Being familiar with other programming languages is of course helpful, but sometimes it proves to be a hinderance when your brain keeps jumbling languages together. I use SAS and R for data analysis at work, and R is just similar enough to Python that I kept catching myself subconsciously switching to using R syntax as I was going through the assignments. That aside, my biggest frustration was that I’ve never used a language where indentation matters! I’m used to indenting code for aesthetics and readability, but kept missing proper indentations in my code today which breaks things in Python.
I think Geocoding will be a helpful tool in my research in the future, as I’m primarily interested in environmental history, which of course is very place-based. The Gender Inference tool is also very cool – I’ve seen a similar mechanism that would predict race/ethnicity based on name, which is perhaps a little less reliable. It would be interesting to do a validation test, comparing the the Gender Inference API’s name-based results to gender in a dataset where it was collected and recorded.

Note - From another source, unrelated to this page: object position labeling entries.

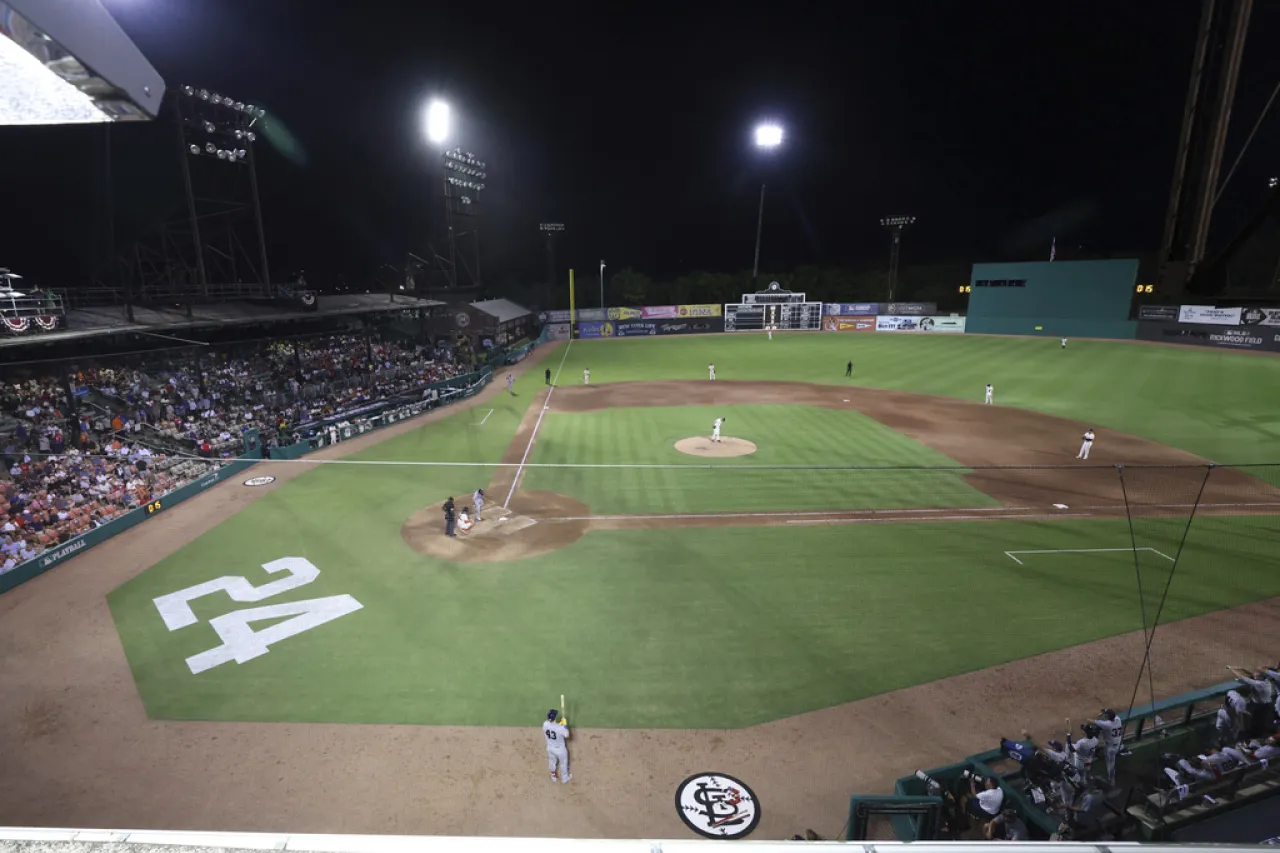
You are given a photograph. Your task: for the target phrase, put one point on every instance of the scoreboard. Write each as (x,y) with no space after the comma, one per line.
(773,309)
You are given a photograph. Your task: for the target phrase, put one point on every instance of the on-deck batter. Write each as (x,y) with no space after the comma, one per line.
(556,734)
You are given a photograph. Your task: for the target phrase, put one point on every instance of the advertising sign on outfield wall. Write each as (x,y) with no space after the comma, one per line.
(912,309)
(699,310)
(1157,313)
(644,328)
(1260,316)
(594,329)
(850,309)
(1208,315)
(1242,337)
(919,323)
(849,323)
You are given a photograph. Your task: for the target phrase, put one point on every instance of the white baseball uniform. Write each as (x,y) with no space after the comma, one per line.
(1112,742)
(557,748)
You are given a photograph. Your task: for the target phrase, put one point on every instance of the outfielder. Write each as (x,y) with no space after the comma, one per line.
(556,734)
(1086,443)
(1112,739)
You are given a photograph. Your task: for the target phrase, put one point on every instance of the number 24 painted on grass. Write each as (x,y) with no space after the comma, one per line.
(241,643)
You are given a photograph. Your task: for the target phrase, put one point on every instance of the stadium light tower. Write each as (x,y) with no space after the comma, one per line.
(768,137)
(895,226)
(437,122)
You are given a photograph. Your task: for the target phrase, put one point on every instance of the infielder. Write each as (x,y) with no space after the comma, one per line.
(1086,443)
(556,734)
(1112,739)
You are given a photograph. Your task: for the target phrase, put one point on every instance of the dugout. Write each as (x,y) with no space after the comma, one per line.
(1087,299)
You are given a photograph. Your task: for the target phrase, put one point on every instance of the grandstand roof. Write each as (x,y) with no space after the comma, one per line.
(504,310)
(92,322)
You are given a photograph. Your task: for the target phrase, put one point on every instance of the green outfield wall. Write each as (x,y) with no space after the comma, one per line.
(1054,299)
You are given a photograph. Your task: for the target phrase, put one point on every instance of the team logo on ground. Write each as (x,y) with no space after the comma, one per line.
(717,806)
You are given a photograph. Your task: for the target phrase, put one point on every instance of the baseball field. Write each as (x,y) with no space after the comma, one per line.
(869,574)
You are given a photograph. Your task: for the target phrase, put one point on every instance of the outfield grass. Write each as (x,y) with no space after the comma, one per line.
(1206,401)
(784,434)
(721,626)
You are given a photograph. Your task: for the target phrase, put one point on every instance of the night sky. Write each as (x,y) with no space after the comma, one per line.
(999,124)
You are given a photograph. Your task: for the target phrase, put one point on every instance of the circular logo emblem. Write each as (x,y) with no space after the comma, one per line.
(717,806)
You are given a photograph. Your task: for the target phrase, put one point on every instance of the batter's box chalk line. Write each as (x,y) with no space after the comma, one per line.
(1159,553)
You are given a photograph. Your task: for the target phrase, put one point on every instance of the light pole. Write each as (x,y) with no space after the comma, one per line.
(895,226)
(767,138)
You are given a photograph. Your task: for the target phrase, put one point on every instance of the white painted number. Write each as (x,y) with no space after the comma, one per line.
(242,643)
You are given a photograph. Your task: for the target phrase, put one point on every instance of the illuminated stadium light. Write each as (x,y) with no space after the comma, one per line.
(437,122)
(69,63)
(768,136)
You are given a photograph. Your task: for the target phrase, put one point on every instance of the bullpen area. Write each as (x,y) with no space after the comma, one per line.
(864,574)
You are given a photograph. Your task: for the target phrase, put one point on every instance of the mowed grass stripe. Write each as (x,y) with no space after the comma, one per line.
(799,436)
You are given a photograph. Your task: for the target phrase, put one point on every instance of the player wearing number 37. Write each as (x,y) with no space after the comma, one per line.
(556,734)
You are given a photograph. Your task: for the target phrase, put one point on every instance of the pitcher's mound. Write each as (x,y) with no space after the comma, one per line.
(504,533)
(723,448)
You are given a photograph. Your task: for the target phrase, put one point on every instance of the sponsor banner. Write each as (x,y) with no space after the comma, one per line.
(699,310)
(936,323)
(1260,316)
(912,309)
(594,329)
(1208,315)
(850,309)
(643,328)
(1242,337)
(1157,313)
(625,314)
(849,323)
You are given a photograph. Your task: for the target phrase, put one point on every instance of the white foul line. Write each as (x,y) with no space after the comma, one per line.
(1159,553)
(547,404)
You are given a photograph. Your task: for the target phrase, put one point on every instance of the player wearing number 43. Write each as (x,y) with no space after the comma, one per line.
(556,734)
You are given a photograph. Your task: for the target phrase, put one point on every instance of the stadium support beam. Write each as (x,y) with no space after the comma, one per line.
(1210,95)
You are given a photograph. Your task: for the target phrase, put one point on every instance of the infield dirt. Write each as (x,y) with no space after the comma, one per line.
(80,751)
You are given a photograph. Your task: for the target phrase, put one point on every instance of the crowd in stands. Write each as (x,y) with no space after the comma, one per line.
(137,432)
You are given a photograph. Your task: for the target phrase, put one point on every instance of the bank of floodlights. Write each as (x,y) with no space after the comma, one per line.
(465,172)
(227,124)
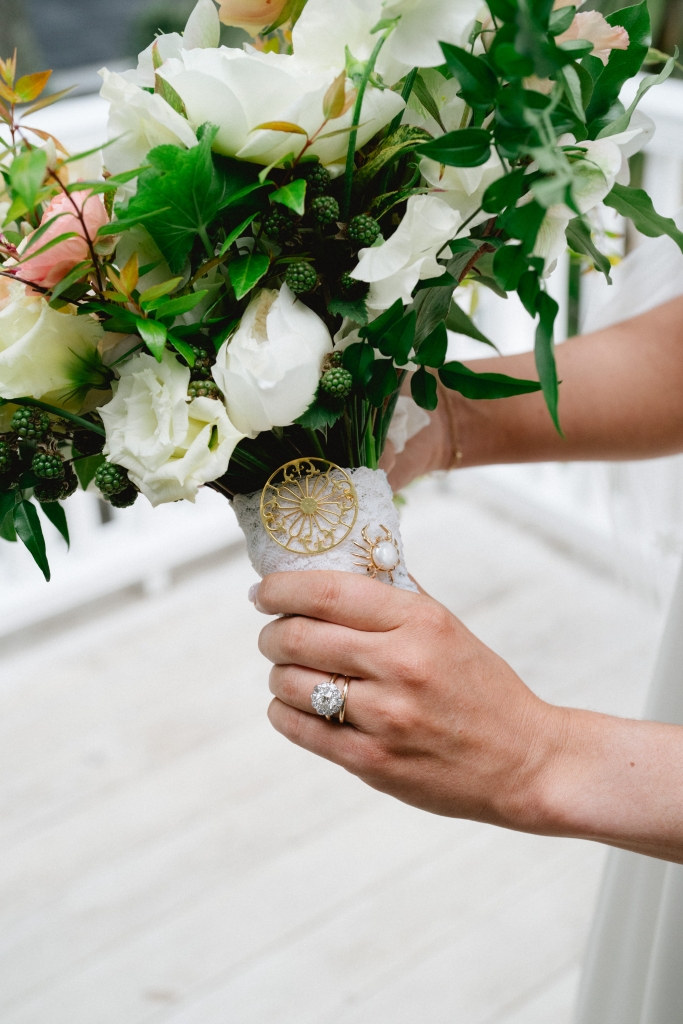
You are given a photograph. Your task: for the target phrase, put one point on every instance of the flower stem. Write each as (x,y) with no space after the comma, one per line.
(353,135)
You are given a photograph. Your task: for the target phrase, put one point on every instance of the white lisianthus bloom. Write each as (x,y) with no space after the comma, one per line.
(393,268)
(138,122)
(605,162)
(239,91)
(269,370)
(169,445)
(42,351)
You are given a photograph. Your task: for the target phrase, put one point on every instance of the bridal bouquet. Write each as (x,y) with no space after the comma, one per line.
(233,292)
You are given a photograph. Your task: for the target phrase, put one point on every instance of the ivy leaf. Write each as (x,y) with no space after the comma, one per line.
(55,513)
(460,378)
(466,147)
(637,206)
(247,271)
(423,389)
(30,532)
(545,354)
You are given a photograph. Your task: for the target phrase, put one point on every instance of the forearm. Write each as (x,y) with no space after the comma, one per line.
(621,397)
(611,780)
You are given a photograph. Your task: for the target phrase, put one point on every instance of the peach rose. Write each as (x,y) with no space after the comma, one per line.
(49,267)
(252,15)
(592,26)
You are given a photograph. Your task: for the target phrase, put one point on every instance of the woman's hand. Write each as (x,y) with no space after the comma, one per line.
(434,718)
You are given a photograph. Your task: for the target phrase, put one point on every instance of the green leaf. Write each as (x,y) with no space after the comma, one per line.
(579,238)
(86,469)
(466,147)
(459,378)
(459,322)
(358,358)
(545,354)
(292,196)
(637,206)
(247,271)
(356,310)
(504,192)
(154,335)
(423,388)
(478,85)
(383,381)
(432,350)
(30,532)
(55,513)
(27,175)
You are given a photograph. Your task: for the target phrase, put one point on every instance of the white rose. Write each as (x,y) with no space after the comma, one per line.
(394,267)
(169,445)
(42,351)
(605,162)
(238,91)
(139,122)
(269,370)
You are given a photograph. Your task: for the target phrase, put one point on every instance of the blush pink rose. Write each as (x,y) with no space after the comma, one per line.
(592,26)
(49,267)
(252,15)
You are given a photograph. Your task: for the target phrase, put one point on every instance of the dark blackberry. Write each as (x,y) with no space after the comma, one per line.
(203,389)
(47,467)
(364,229)
(353,289)
(31,424)
(124,499)
(279,226)
(325,209)
(112,479)
(337,382)
(301,278)
(88,442)
(317,178)
(55,491)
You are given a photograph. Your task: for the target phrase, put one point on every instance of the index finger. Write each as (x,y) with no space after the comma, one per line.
(344,598)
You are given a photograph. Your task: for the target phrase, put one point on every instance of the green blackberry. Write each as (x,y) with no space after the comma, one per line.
(47,467)
(124,499)
(364,229)
(337,382)
(6,457)
(203,389)
(112,479)
(317,178)
(31,424)
(325,209)
(87,442)
(353,289)
(279,226)
(55,491)
(301,278)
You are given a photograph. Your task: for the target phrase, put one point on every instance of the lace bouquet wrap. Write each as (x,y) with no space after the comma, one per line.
(242,306)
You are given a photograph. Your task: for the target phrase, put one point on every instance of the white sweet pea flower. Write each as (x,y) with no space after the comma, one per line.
(42,351)
(604,163)
(269,370)
(138,122)
(393,268)
(169,445)
(238,91)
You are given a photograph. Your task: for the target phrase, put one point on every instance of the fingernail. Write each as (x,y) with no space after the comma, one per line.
(253,597)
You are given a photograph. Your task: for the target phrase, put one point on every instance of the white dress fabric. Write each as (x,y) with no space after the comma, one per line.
(633,972)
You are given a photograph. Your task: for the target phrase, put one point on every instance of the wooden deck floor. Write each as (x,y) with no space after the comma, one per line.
(167,858)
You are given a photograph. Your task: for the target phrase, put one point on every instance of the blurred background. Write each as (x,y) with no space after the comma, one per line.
(166,858)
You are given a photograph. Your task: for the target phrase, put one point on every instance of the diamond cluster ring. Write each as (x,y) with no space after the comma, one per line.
(328,699)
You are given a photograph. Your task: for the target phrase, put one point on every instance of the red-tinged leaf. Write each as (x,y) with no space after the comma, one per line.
(30,87)
(285,126)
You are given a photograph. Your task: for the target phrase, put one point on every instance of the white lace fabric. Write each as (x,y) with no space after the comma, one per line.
(376,509)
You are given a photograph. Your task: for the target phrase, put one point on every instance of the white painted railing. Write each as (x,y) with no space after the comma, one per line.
(629,514)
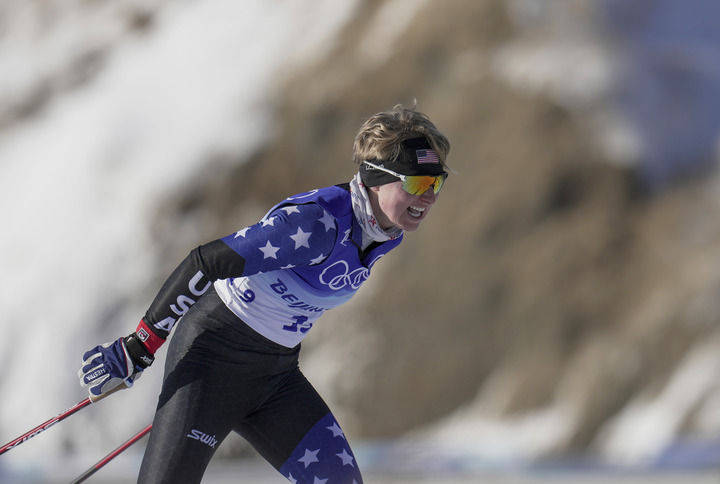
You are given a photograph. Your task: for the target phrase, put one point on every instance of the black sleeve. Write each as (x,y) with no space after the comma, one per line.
(190,280)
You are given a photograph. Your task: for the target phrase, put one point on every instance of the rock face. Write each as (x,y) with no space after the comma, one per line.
(542,276)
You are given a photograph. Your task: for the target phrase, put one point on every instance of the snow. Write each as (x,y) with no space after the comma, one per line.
(80,180)
(649,424)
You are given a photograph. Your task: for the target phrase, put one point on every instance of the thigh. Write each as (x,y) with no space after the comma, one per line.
(295,431)
(186,431)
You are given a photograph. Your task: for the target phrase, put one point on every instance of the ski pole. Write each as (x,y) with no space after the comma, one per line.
(46,425)
(112,455)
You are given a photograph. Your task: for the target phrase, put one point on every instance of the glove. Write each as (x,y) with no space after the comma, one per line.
(107,366)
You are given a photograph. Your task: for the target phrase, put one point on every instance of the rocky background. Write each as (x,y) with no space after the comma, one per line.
(547,274)
(552,282)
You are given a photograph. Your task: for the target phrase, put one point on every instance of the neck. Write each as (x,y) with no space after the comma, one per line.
(383,221)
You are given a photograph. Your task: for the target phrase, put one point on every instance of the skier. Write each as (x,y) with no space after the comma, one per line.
(247,300)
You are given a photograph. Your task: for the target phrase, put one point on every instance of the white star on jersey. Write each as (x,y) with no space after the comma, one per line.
(269,251)
(317,259)
(346,458)
(291,209)
(328,221)
(301,238)
(309,457)
(241,233)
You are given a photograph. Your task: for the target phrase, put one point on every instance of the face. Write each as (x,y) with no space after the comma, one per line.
(400,209)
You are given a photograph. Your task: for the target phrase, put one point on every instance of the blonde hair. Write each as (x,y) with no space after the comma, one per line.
(381,136)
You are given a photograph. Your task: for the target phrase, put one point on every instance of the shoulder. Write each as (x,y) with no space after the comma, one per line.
(310,212)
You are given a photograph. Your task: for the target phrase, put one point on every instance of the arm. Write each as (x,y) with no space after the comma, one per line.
(291,236)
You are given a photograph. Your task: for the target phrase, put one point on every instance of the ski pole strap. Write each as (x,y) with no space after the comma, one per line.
(92,470)
(147,336)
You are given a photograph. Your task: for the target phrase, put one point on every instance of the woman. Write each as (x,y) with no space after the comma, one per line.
(248,299)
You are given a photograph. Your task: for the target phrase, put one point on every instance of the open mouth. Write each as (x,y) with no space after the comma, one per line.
(416,212)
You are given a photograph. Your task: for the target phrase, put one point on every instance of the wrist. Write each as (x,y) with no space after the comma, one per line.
(139,354)
(148,338)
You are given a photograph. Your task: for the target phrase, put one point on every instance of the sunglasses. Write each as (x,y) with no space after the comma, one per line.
(415,184)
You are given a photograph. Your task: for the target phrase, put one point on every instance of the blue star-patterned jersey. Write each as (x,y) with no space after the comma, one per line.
(278,275)
(301,259)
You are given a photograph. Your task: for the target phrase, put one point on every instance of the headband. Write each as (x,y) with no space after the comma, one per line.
(416,158)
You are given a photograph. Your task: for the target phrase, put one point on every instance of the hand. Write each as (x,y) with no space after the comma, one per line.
(107,366)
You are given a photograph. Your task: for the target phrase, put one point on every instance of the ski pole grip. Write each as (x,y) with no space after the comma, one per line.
(94,398)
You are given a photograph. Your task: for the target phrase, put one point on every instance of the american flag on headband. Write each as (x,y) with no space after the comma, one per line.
(426,156)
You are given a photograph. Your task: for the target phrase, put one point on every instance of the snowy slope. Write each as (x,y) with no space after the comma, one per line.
(80,177)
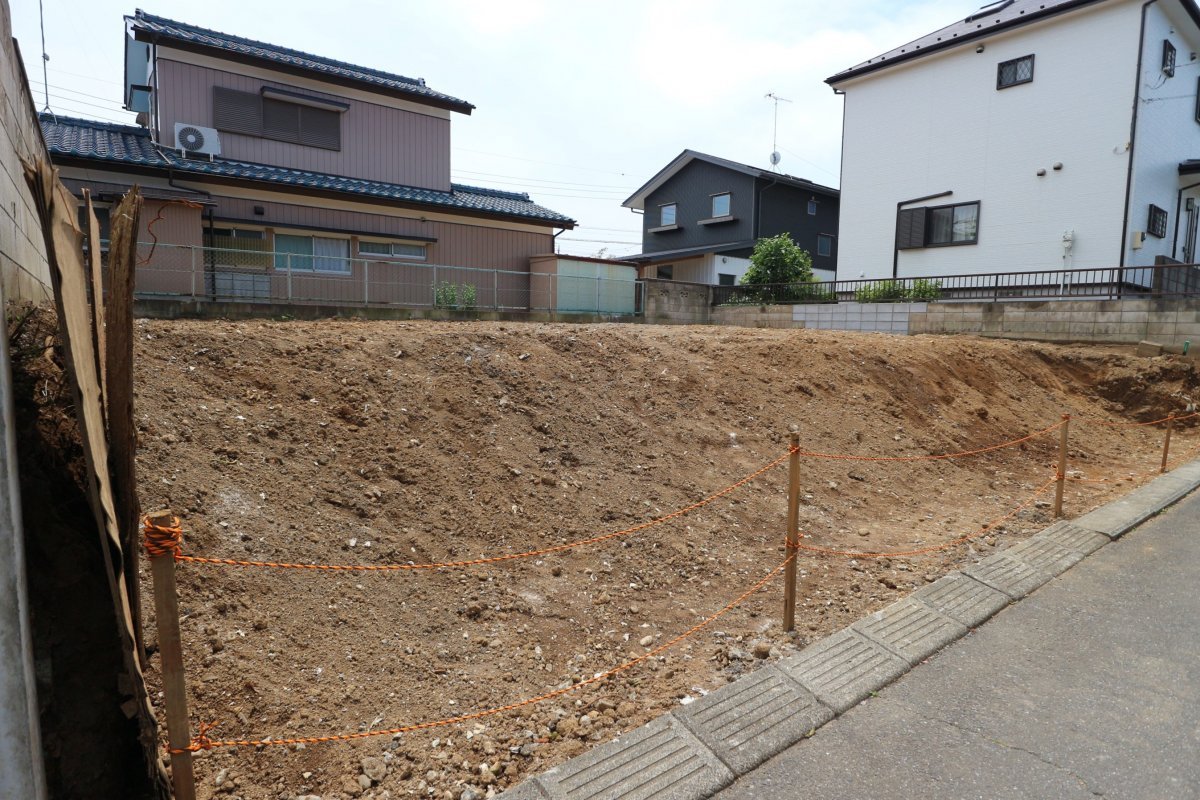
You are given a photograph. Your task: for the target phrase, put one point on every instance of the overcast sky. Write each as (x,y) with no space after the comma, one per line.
(577,103)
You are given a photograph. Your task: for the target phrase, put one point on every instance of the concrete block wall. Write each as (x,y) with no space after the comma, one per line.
(755,317)
(1169,323)
(24,272)
(877,317)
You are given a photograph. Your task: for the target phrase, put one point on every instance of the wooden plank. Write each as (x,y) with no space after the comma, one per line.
(123,254)
(97,293)
(57,210)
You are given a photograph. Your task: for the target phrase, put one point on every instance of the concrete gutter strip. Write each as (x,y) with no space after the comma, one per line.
(21,744)
(702,747)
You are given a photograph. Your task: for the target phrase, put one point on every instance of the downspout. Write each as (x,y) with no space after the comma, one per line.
(1179,206)
(1133,136)
(895,244)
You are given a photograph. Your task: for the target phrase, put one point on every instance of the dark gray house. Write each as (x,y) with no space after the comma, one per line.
(702,216)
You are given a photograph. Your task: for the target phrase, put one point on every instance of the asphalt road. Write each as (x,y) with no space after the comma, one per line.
(1089,687)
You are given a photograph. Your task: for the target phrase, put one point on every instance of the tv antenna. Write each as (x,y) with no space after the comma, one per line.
(774,134)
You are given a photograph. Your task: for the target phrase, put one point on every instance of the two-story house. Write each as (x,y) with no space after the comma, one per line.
(702,215)
(1032,134)
(274,173)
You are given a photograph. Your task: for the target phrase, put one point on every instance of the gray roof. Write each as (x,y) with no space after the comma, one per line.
(989,19)
(151,28)
(126,145)
(637,199)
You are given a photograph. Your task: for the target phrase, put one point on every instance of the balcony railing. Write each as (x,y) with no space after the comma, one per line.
(1107,283)
(175,271)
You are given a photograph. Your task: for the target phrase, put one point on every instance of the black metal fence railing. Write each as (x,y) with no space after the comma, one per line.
(1105,283)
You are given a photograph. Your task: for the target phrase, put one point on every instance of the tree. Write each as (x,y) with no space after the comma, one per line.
(778,259)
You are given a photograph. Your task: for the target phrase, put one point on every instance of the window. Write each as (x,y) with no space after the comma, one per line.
(396,250)
(1157,223)
(316,253)
(937,226)
(1015,72)
(721,205)
(310,121)
(825,245)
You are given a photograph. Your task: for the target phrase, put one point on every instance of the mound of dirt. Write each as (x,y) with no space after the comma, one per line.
(391,443)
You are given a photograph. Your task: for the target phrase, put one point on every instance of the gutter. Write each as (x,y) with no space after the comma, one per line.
(895,246)
(1133,138)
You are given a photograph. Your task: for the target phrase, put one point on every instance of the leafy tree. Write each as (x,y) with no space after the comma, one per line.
(778,259)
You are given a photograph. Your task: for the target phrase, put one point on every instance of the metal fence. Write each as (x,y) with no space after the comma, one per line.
(1107,283)
(177,271)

This is perhaps a low-hanging fruit, but I’m fascinated by the idea and methodology of pulling data from social media. Modern communication is so digital, and I think that Twitter especially is a super rich and obviously huge source of data that can be used for all kinds of historical and social inquiry. It provides a useful means to identify trends in what people are talking about, what words they are using, and so on — I think this could be particularly interesting to examine in times of disaster or unrest. I believe there is a Twitter API that researchers can use to access tweet data — I remember once hearing about a project where researchers at the CDC used Twitter posts and Google search data to identify drug overdoses before they happened, and similar methods have been used to look at potential flu outbreaks. Those aren’t historical projects, of course, but still interesting, and the methodology could be adapted to look at historical questions — we could, for example, look at areas where flu outbreaks happened in a given year and explore what people in those areas were frequently Tweeting about at the time. This has been a rambling paragraph, but, the point is: social media is ubiquitous and being able to access and analyze that data could enrich all sorts of projects.